年間収入数十億円の「富岡八幡宮」ファミリー 殺人に発展した姉弟の確執
犯行動機は…
茂永と長子さんを知る氏子が言う。
「茂永君は富岡八幡宮の宮司だった16年前、女癖の悪さと、金銭トラブルで父親から宮司を解任されているのです。しかし、茂永君は自分を陥れたのは姉の長子さんだと思い込んでいた。06年には、長子さんに脅迫状を送りつけて逮捕されています。その後、長子さんが“宮司代務者”として神社のトップに就くと嫌がらせはエスカレートするのです」
妻・真里子の名前で彼女を誹謗中傷する文書が神社本庁に送りつけられたこともある。
「そんなバカなことをしてでも、茂永君はいずれ神社に復帰したいと考えていたようです。しかし、6年前、逆に長子さんは富岡八幡宮の神職を務めていた茂永君の息子も辞めさせてしまう。これには相当なショックを受けていました」(同)

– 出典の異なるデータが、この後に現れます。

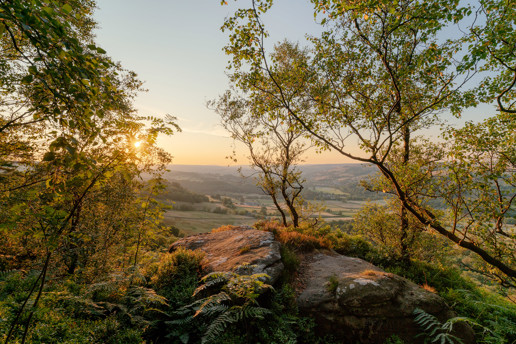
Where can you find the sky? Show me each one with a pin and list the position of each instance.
(175, 47)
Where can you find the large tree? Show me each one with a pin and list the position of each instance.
(67, 129)
(380, 71)
(274, 149)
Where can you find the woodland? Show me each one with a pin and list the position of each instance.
(83, 245)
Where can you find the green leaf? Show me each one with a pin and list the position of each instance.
(67, 8)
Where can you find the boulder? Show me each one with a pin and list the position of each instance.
(356, 301)
(229, 249)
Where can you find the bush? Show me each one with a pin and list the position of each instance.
(177, 275)
(223, 228)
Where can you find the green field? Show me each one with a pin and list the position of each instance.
(195, 222)
(200, 220)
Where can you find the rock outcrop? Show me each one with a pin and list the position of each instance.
(349, 298)
(356, 301)
(226, 250)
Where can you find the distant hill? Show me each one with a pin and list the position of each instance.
(226, 180)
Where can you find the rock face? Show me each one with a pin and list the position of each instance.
(349, 298)
(356, 301)
(227, 250)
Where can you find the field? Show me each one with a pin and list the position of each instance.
(195, 222)
(335, 189)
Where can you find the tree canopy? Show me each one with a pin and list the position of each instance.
(382, 71)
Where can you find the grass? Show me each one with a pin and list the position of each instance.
(195, 222)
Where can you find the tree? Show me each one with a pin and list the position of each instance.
(274, 149)
(378, 73)
(67, 130)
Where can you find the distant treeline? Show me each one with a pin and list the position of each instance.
(177, 193)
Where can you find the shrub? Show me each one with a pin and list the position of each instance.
(177, 275)
(302, 242)
(223, 228)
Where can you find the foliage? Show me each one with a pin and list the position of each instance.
(177, 275)
(377, 73)
(110, 311)
(381, 225)
(235, 303)
(434, 330)
(274, 150)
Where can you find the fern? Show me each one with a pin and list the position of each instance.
(434, 331)
(233, 302)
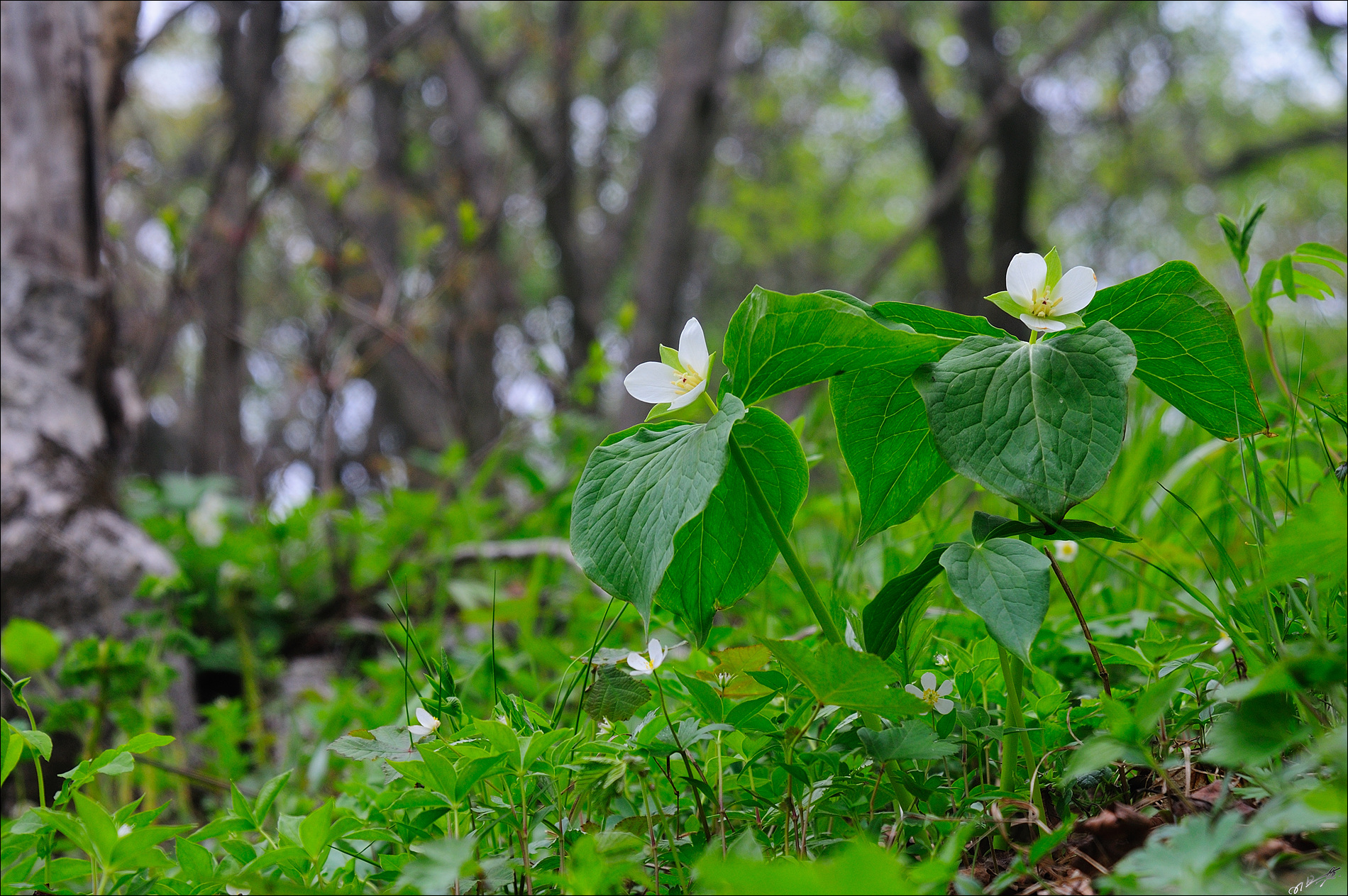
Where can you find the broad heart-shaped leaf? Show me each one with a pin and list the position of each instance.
(615, 695)
(1041, 424)
(883, 615)
(882, 425)
(1189, 349)
(888, 446)
(1006, 582)
(841, 677)
(907, 740)
(638, 490)
(777, 343)
(726, 550)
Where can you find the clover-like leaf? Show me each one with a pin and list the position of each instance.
(1041, 425)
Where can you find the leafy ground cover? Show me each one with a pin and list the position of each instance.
(944, 683)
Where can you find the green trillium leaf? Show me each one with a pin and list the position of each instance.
(990, 526)
(777, 343)
(883, 428)
(1189, 349)
(883, 615)
(1006, 584)
(1039, 425)
(615, 695)
(907, 740)
(843, 677)
(638, 490)
(726, 550)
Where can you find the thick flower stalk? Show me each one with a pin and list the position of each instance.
(680, 377)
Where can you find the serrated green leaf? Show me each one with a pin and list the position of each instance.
(724, 551)
(314, 829)
(990, 526)
(912, 740)
(1006, 584)
(883, 615)
(777, 343)
(386, 741)
(1041, 425)
(267, 795)
(196, 861)
(837, 675)
(28, 647)
(1189, 350)
(615, 695)
(638, 490)
(99, 826)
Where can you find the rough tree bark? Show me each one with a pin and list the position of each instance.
(677, 154)
(250, 40)
(485, 292)
(1015, 142)
(67, 557)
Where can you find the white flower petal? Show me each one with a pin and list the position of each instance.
(653, 383)
(1044, 325)
(692, 348)
(1076, 289)
(687, 398)
(1026, 274)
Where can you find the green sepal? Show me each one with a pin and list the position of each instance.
(1005, 302)
(1054, 268)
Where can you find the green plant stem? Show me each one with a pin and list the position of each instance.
(831, 629)
(1010, 746)
(783, 545)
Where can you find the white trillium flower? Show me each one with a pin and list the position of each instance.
(428, 725)
(1065, 551)
(933, 695)
(1039, 304)
(660, 383)
(641, 665)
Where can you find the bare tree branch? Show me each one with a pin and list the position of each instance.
(976, 138)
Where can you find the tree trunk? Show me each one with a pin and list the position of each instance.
(487, 292)
(250, 40)
(677, 157)
(1017, 143)
(67, 557)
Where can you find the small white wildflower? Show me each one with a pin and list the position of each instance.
(657, 382)
(933, 695)
(428, 725)
(641, 666)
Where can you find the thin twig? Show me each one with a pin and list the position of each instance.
(1085, 629)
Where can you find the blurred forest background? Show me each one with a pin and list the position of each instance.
(350, 248)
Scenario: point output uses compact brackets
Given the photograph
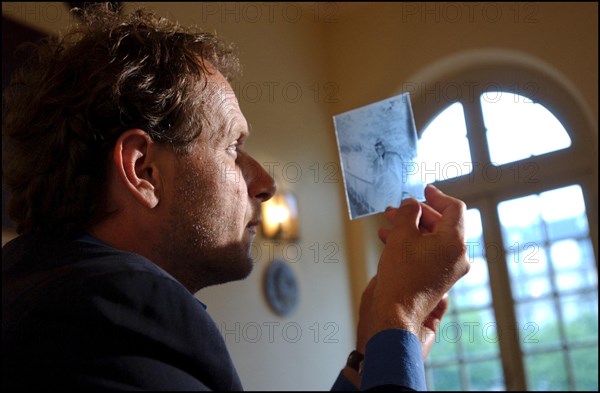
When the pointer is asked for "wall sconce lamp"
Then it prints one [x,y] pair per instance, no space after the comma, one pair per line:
[280,217]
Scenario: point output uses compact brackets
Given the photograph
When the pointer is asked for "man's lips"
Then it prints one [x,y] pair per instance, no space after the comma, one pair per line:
[252,225]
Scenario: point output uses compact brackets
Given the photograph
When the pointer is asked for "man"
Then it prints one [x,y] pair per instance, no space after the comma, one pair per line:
[388,182]
[132,191]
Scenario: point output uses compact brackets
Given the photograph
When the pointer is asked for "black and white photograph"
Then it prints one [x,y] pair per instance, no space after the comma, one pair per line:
[378,148]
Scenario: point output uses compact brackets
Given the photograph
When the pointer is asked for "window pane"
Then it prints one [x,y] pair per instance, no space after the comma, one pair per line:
[485,376]
[546,371]
[465,355]
[554,282]
[519,128]
[586,368]
[443,149]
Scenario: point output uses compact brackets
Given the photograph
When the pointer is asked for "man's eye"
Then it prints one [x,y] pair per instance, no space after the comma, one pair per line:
[233,147]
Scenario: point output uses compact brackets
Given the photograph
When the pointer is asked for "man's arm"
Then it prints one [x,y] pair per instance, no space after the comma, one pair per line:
[424,255]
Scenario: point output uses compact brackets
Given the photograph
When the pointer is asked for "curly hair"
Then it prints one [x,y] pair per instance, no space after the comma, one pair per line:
[64,110]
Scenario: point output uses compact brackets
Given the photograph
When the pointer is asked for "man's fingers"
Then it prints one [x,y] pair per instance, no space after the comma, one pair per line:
[451,209]
[408,214]
[429,218]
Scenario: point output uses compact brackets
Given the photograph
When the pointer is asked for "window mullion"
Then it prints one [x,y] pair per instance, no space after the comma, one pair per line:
[476,130]
[503,304]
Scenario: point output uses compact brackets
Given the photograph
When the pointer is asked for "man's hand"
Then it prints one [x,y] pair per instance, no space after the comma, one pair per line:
[424,255]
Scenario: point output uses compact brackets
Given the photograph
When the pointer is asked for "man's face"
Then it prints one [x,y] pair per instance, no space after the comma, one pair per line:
[217,191]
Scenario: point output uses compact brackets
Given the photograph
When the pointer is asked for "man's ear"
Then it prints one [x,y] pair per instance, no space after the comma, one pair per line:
[134,156]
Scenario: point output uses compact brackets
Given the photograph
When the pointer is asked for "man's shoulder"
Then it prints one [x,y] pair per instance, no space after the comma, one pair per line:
[62,273]
[31,255]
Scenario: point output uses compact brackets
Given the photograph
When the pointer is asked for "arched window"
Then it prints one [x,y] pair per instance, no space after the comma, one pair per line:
[513,142]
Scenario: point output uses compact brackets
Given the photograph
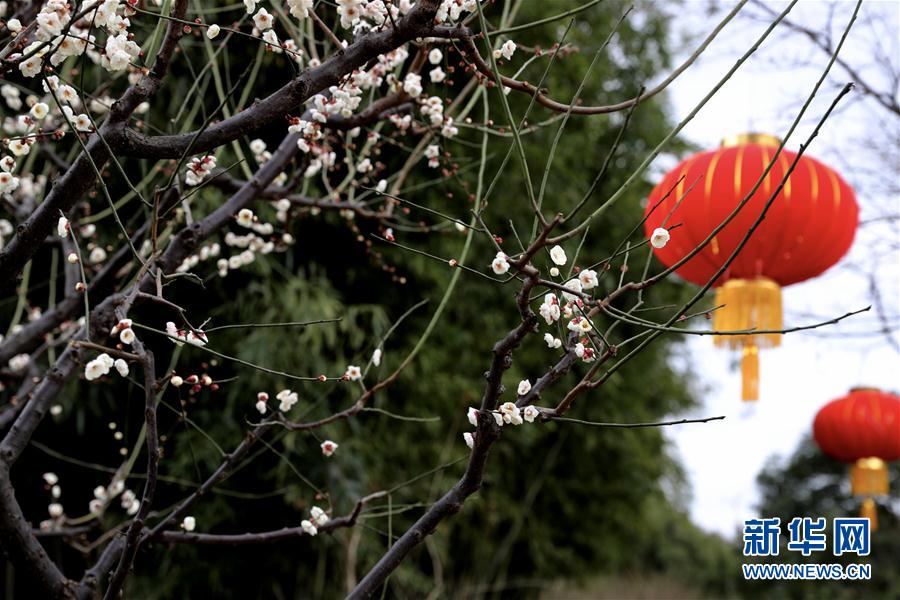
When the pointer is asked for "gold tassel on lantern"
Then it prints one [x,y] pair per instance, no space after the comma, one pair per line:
[869,510]
[869,477]
[750,374]
[748,304]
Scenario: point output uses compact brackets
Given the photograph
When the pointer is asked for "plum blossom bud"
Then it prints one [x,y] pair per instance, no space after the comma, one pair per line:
[660,238]
[558,255]
[588,279]
[472,415]
[127,336]
[62,227]
[245,217]
[510,413]
[328,447]
[318,516]
[308,528]
[524,387]
[500,264]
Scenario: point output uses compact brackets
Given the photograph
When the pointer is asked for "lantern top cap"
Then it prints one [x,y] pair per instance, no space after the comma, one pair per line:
[750,138]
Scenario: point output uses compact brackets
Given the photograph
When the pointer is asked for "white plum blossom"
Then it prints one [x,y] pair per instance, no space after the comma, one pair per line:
[432,153]
[506,50]
[120,51]
[97,255]
[558,255]
[198,169]
[660,238]
[530,413]
[98,367]
[328,447]
[318,516]
[39,110]
[412,84]
[549,309]
[263,20]
[287,399]
[8,183]
[349,11]
[299,9]
[500,264]
[524,387]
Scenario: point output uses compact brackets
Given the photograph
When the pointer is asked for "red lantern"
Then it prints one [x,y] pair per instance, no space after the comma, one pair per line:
[807,229]
[862,428]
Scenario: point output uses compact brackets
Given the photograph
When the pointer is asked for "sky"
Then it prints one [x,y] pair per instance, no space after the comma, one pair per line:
[723,458]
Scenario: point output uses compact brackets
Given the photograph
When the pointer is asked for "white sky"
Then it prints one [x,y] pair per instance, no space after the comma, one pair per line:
[722,459]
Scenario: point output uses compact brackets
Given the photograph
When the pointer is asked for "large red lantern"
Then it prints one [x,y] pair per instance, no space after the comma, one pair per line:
[807,229]
[863,429]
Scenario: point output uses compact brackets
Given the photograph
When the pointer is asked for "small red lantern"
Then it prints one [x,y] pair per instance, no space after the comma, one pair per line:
[862,428]
[807,229]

この間、長子さんは神社本庁に対して4回、自分を正式な宮司にするよう具申したが認められていない。理由は明らかにされていないが、姉弟の内紛を嫌ってのことだと見られている。そこで、今年の6月、富岡八幡宮は神社本庁からの離脱を宣言。長子さんは9月に正式な宮司になる。
別の氏子によると、
「6月ごろ茂永さんから電話があって、“神社本庁からの離脱を止めさせて欲しい”と言って来た。彼は長子さんが正式に宮司になれば自分の宮司の目が無くなってしまうから焦っていたのでしょう。犯行にいたった動機はこれだと思います」
事件直前、茂永は関係者に送りつけた“遺書”で長子さんの追放と、息子の宮司就任を要求し、こう書いている。
〈もし、私の要求が実行されなかった時は、私は死後に於いてもこの世(富岡八幡宮)に残り、怨霊となり、私の要求に異議を唱えた責任役員とその子孫を永遠に祟り続けます〉
まるで、この台詞を体現してみせるかのような犯行だったのである。